Still I am disappointed. I am disappointed that this wasn’t an ensemble cast film. Where is the superhero version of “The Dirty Dozen” or “The Wild Bunch?” “X-Men: First Class” could have been that film. There is a seemingly endless array of characters and opportunities that the world of the X-Men offers, and yet this film’s focus is squarely on three white dudes, and their philosophical differences concerning the mutants’ place in the world.
The main story follows Charles Xavier (James McAvoy) as he and almost sibling Raven (Jennifer Lawrence), later Mystique, join forces with a CIA task force to face a new threat, the Hellfire Club. Led by Sebastian Shaw (Kevin Bacon), a mutant who can absorb kinetic energy, the Hellfire Club appears to be meddling in the cold war politics of the 1960s and destabilizing an already tense situation between the United States and the Soviet Union.
On one of their missions, Xavier runs into Erik Lehnsherr (Michael Fassbender), the soon-to-be Magneto, chasing Shaw. Lehnsherr has been using his own powerful mutant abilities to track down Shaw in order to avenge the atrocities Shaw committed against Lehnsherr’s family during the holocaust.

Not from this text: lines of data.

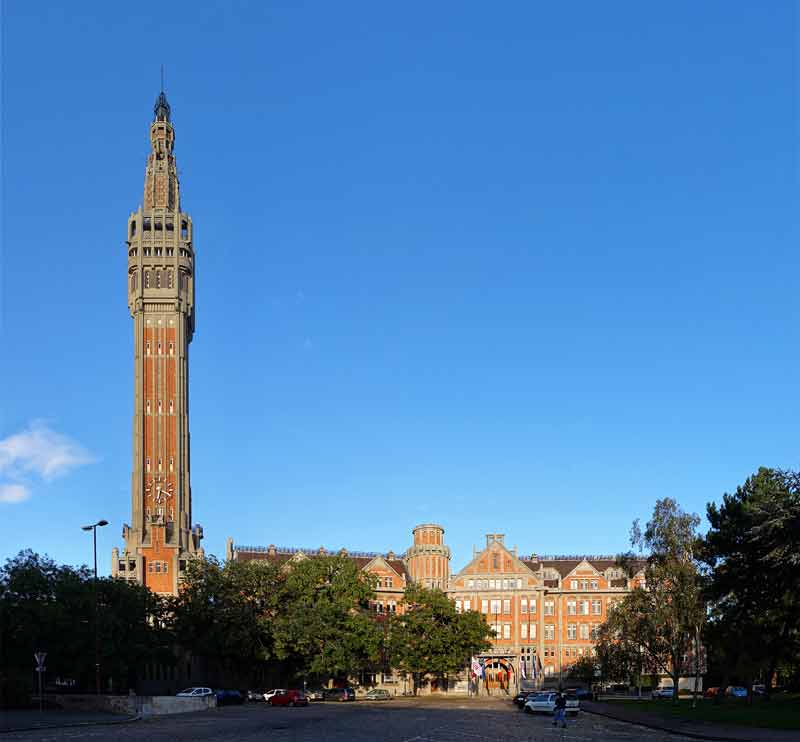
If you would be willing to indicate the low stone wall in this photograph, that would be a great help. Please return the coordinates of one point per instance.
(131, 705)
(161, 705)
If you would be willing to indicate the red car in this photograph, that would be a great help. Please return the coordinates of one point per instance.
(289, 698)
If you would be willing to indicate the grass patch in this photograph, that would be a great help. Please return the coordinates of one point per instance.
(781, 712)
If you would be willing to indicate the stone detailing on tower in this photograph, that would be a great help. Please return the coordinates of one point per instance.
(160, 279)
(428, 559)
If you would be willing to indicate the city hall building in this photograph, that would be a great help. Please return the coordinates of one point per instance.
(544, 609)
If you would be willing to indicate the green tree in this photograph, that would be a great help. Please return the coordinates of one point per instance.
(324, 626)
(226, 611)
(753, 552)
(584, 669)
(50, 607)
(432, 638)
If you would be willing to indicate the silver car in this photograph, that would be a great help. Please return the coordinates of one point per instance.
(545, 703)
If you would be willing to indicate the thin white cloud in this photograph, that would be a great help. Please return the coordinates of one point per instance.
(13, 493)
(36, 451)
(39, 450)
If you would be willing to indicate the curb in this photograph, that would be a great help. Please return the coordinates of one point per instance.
(98, 722)
(671, 730)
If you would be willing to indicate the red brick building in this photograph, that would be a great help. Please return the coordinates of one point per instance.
(544, 609)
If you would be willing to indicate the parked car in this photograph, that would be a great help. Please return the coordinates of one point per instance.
(378, 694)
(665, 691)
(546, 703)
(288, 698)
(340, 694)
(228, 697)
(195, 693)
(523, 696)
(268, 694)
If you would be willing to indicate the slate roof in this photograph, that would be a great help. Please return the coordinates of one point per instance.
(282, 554)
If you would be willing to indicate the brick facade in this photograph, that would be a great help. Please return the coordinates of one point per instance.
(542, 608)
(160, 281)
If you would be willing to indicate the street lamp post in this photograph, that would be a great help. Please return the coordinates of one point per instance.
(93, 528)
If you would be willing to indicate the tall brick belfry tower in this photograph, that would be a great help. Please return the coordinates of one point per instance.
(428, 559)
(161, 300)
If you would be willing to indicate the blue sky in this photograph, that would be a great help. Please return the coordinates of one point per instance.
(519, 267)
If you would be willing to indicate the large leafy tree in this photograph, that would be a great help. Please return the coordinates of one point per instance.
(432, 638)
(49, 607)
(226, 611)
(665, 618)
(753, 552)
(324, 627)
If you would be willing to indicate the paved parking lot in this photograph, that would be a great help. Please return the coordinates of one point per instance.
(394, 721)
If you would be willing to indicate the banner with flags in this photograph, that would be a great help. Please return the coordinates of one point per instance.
(477, 667)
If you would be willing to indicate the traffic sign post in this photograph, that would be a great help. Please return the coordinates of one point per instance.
(40, 668)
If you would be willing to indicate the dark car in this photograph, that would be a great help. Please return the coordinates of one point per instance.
(580, 693)
(289, 698)
(340, 694)
(228, 697)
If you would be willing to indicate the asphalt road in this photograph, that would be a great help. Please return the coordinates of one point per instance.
(393, 721)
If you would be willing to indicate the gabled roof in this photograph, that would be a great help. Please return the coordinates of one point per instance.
(519, 564)
(280, 554)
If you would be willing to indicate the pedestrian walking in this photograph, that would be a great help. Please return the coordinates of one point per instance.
(560, 711)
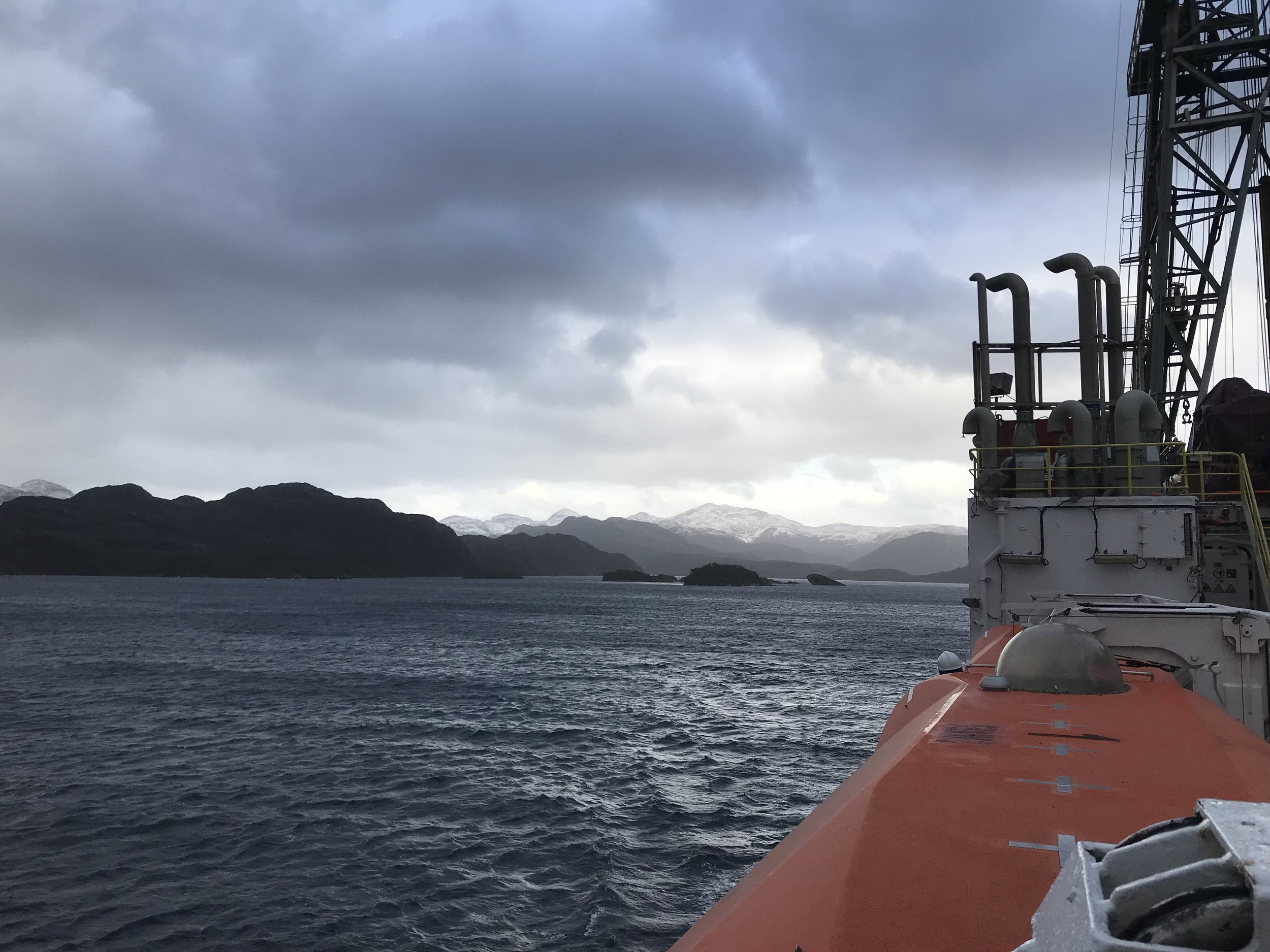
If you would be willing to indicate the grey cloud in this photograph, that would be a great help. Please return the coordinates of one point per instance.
(249, 179)
(902, 309)
(615, 347)
(999, 90)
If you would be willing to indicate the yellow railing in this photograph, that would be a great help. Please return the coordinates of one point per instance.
(1249, 498)
(1128, 469)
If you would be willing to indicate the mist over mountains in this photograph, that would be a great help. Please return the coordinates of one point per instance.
(300, 531)
(769, 544)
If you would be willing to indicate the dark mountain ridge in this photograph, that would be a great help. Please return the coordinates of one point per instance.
(545, 555)
(285, 531)
(666, 551)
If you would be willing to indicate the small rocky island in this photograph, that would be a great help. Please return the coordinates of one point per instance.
(636, 575)
(718, 574)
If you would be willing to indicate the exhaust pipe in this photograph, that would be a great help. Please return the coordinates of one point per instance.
(1025, 432)
(1083, 435)
(1088, 319)
(1136, 417)
(1116, 332)
(985, 369)
(982, 424)
(1138, 420)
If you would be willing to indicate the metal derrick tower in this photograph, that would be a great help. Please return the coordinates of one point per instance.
(1198, 88)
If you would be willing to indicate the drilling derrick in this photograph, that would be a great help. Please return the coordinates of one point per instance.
(1198, 87)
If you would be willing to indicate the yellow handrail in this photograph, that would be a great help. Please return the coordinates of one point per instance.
(1253, 512)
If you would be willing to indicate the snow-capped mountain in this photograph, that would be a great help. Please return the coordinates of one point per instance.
(751, 524)
(35, 488)
(502, 523)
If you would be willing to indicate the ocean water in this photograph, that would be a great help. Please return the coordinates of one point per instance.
(423, 763)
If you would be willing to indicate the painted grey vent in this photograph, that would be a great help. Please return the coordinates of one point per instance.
(1198, 882)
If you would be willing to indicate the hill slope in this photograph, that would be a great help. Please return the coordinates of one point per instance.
(920, 554)
(544, 555)
(286, 531)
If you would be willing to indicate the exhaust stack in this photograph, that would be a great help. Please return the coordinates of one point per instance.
(1116, 332)
(985, 369)
(1088, 319)
(1025, 394)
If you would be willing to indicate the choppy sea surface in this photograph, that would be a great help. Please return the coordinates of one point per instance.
(423, 763)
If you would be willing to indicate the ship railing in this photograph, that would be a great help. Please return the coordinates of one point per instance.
(1127, 470)
(1221, 469)
(1075, 470)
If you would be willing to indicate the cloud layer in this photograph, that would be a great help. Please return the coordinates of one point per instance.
(629, 250)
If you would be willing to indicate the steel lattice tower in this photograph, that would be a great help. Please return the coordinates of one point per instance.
(1198, 88)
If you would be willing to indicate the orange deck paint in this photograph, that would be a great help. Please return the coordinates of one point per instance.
(950, 834)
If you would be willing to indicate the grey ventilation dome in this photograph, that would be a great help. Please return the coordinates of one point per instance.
(1058, 658)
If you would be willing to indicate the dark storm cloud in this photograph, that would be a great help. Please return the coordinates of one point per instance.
(903, 309)
(244, 178)
(997, 89)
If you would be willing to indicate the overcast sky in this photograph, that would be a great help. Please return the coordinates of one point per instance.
(484, 257)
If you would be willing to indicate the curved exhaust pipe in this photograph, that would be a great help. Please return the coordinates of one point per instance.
(1025, 432)
(1083, 436)
(985, 367)
(1088, 319)
(1138, 420)
(1116, 331)
(1136, 417)
(982, 424)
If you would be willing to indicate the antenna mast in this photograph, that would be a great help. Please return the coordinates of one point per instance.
(1198, 92)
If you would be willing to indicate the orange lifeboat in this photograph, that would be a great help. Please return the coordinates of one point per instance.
(950, 834)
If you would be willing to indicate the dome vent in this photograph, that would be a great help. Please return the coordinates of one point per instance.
(1058, 658)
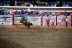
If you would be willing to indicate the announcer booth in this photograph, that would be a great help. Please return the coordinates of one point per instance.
(36, 20)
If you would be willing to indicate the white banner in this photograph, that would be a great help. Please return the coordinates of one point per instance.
(52, 19)
(35, 20)
(5, 19)
(17, 19)
(61, 20)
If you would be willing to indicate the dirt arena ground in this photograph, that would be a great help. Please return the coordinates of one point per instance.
(19, 36)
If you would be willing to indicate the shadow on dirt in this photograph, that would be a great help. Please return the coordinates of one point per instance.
(7, 44)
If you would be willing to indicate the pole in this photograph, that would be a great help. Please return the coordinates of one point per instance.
(71, 18)
(12, 18)
(56, 19)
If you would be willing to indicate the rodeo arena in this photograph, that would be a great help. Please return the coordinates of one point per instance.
(35, 27)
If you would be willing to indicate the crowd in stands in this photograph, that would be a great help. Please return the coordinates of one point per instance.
(31, 12)
(30, 4)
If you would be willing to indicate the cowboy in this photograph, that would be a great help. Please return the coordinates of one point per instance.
(47, 21)
(66, 20)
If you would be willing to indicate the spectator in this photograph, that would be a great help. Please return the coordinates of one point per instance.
(29, 11)
(3, 11)
(19, 12)
(63, 5)
(6, 11)
(58, 13)
(22, 11)
(67, 5)
(48, 21)
(11, 11)
(16, 12)
(37, 13)
(48, 13)
(58, 3)
(23, 4)
(1, 4)
(68, 13)
(28, 4)
(52, 5)
(31, 5)
(66, 19)
(46, 4)
(55, 4)
(4, 4)
(65, 13)
(53, 13)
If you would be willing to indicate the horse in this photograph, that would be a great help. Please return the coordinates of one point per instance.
(25, 22)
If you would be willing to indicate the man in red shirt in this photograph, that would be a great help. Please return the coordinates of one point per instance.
(47, 21)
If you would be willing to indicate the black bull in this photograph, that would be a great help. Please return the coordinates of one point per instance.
(24, 21)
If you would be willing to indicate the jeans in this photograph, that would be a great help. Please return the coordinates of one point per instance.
(48, 24)
(66, 24)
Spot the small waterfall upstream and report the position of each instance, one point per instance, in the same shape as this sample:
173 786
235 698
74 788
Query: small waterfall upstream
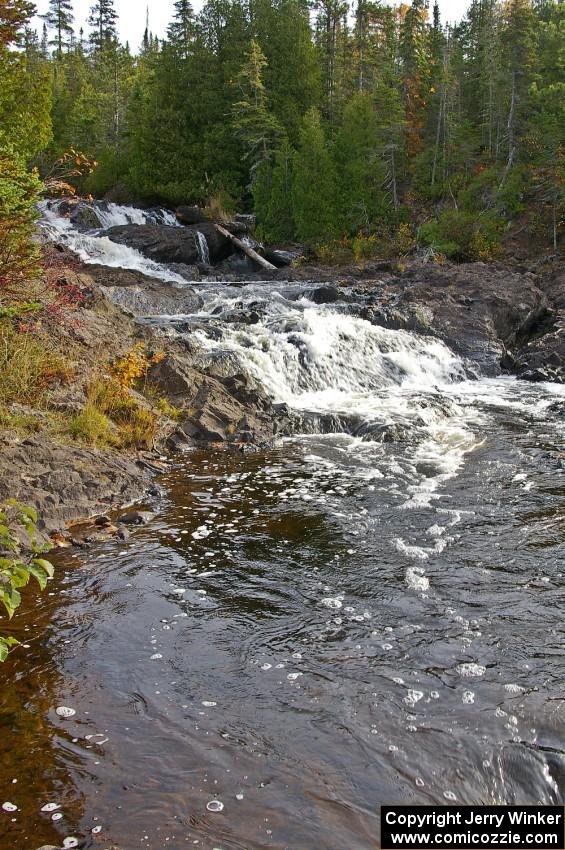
304 632
203 250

The historical backdrop of the 1940s for the prologue and then 1960s for the main story makes for a compelling setting, and the conflict between Shaw, Lehnsherr, and Xavier is solid. Bacon, McAvoy, and Fassbender all give decent performances as the lead characters, with Bacon showing an almost ecstatic joy for his comic-book role.
“First Class” also provides a misguided and miserably unsubtle subplot involving Raven and Hank McCoy (Nicholas Hoult) — who will later be dubbed Beast — in which the two argue the pros and cons of being a mutant. Raven makes an afterschool-special-worthy speech about how they should be proud of their differences. Both Hoult and Lawrence have shown their acting abilities in other films, and to watch them bent to such trite and overt ends by Vaughn is almost painful.
Most of the other mutant characters are used as flat puzzle pieces, which when applied in the correct way will solve a problem. Almost no development is given to Havoc (Lucas Till), Banshee (Caleb Landry Jones), Angel Salvadore (Zoë Kravitz), Darwin (Edi Gathegi), Riptide (Álex González), or Azazel (Jason Flemyng), and only a little more is given to Emma Frost (January Jones). This parade of characters seems to be for comic book fanboys only and does little to actually further the story.
I did enjoy the string of recognizable character actors in small roles. James Remar, Ray Wise, and Michael Ironside all make memorable appearances. There is also a cameo by one of the characters from the previous X-Men films that is sure to delight fans of the series.
Many will probably disagree with my assessment, but all in all I felt that “X-Men:First Class,” though an acceptable summer diversion, was capable of so much more than it delivered.